D’abord Ron Howard, puis Spike Jonze, c’est finalement, le talentueux David Fincher, que l’on retient surtout pour le cultissime Fight Club, qui s’attache à la nouvelle de F. Scott Fitzgerald, L’étrange histoire de Benjamin Button, sortie dans nos salles en 2008. Il continue de représenter romans et littérature à travers son cinéma, mais sans jamais chercher la facilité tant dans l’écriture que la réalisation.

Synopsis : La veille de l’ouragan Katrina en 2005, Daisy vit ses dernières heures, elle demande à sa fille, Caroline, de lire le journal de l’amour de sa vie, Benjamin Button. Né le 11 Novembre 1918, Benjamin a inversé les règles du temps en naissant avec l’apparence physique d’un vieil homme…

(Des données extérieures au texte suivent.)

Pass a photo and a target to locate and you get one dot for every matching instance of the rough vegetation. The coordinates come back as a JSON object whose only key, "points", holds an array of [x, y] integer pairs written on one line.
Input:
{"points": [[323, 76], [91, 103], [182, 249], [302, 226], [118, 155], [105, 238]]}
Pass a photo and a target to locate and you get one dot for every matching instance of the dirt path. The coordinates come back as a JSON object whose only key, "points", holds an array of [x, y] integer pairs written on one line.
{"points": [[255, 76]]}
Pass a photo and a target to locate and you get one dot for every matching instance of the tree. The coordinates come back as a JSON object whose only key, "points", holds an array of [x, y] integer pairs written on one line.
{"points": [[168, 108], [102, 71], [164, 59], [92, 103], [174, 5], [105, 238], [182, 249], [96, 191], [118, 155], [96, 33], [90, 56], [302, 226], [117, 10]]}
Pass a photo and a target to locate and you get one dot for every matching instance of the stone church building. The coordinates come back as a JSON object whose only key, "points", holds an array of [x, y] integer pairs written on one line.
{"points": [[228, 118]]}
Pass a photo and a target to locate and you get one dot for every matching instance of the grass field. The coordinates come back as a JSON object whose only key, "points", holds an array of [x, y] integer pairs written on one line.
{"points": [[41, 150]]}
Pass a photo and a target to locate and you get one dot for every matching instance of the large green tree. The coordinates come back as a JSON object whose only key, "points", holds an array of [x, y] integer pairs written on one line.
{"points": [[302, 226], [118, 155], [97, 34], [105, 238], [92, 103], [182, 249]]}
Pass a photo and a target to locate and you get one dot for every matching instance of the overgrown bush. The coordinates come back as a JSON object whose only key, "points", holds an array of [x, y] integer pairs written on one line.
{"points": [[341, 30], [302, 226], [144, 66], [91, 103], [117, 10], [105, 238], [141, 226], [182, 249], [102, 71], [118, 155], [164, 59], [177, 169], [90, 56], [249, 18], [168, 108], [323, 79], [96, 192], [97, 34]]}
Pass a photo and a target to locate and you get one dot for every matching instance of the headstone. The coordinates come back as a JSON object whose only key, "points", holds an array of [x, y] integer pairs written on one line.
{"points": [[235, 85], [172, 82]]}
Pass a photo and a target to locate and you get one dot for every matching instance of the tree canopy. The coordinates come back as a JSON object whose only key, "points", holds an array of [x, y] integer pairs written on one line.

Jusqu’à ce que le temps nous sépare…

Alors qu’il maîtrise à la perfection le thriller et le suspens, nous pouvons constater que Fincher présente cette fois une nouvelle manière d’écrire et de porter ses histoires à l’écran à travers une fable plus poétique, mais toujours aussi psychologique envers ses personnages, relatant tous les thèmes liés à la vie, la mort, le temps qui défile, par son long-métrage.
Le personnage de Benjamin Button représente une certaine rupture à cet écoulement naturel. Comme le reste de l’humanité, il sera destiné à mourir, mais contrairement à eux, son corps inverse cet obstacle du temps et le récupère en rajeunissant physiquement tout en grandissant. En conséquence, il va inverser le cercle de la vie littéralement, passant du petit vieux faible et malade, à un homme qui deviendra de plus en plus jeune.
Au départ, nous avons du mal à distinguer ce qui prédomine chez Benjamin, c’est un être qui développe un esprit innocent d’un petit garçon qui se cherche, pour autant ses traits vieillissants peuvent aussi le faire passer pour une personne sénile auprès des autres individus de la pension.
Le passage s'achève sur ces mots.